The interesting insight the team made in this paper, regarding normalisation in particular, was to replace the 1 in the numerator with a 2!

In [None]:
# We can just change the weight initialisation from before by "adding a 2"
w1 = torch.randn(m,nh)*math.sqrt(2/m)

w1.mean(), w1.std()

(tensor(-0.0003), tensor(0.0504))

In [None]:
# Let's try again (although these runs can be random)
layer_activation = relu(linear_layer(x_train, w1, b1))

layer_activation.mean(), layer_activation.std()

(tensor(0.5439), tensor(0.8457))

That's closer, although not quite at the 0 mean and 1 $\sigma$ we're looking for.
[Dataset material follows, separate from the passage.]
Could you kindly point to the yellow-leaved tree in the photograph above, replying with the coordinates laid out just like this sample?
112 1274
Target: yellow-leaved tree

We can replace our little process with Pytorch's built in Kaiming initialiser and, just to make sure we're not cheating, we'll run the same params again and see if we get the same result:

In [1]:
from torch.nn import init

In [13]:
w1 = torch.zeros(m,nh)
init.kaiming_normal_(w1, mode='fan_out')

layer_activation = relu(linear_layer(x_train, w1, b1))
layer_activation.mean(), layer_activation.std()

(tensor(0.4811), tensor(0.7848))

Great! But what does `mode='fan_out'` really mean? According to Pytorch docs, `fan_out` ensures that the variance is kept consistent in the backward pass of the net. `fan_in`, by contrast, is used to ensure a consistent variance on the forward pass.

That's kind of strange though, because shouldn't we be doing the forward pass (or `fan_in`) first? Let's take a look at Pytorch's linear layer.

In [15]:
torch.nn.functional.linear??

It turns out that Pytorch's linear layer first performs a transpose on the weights before actually doing the forward pass!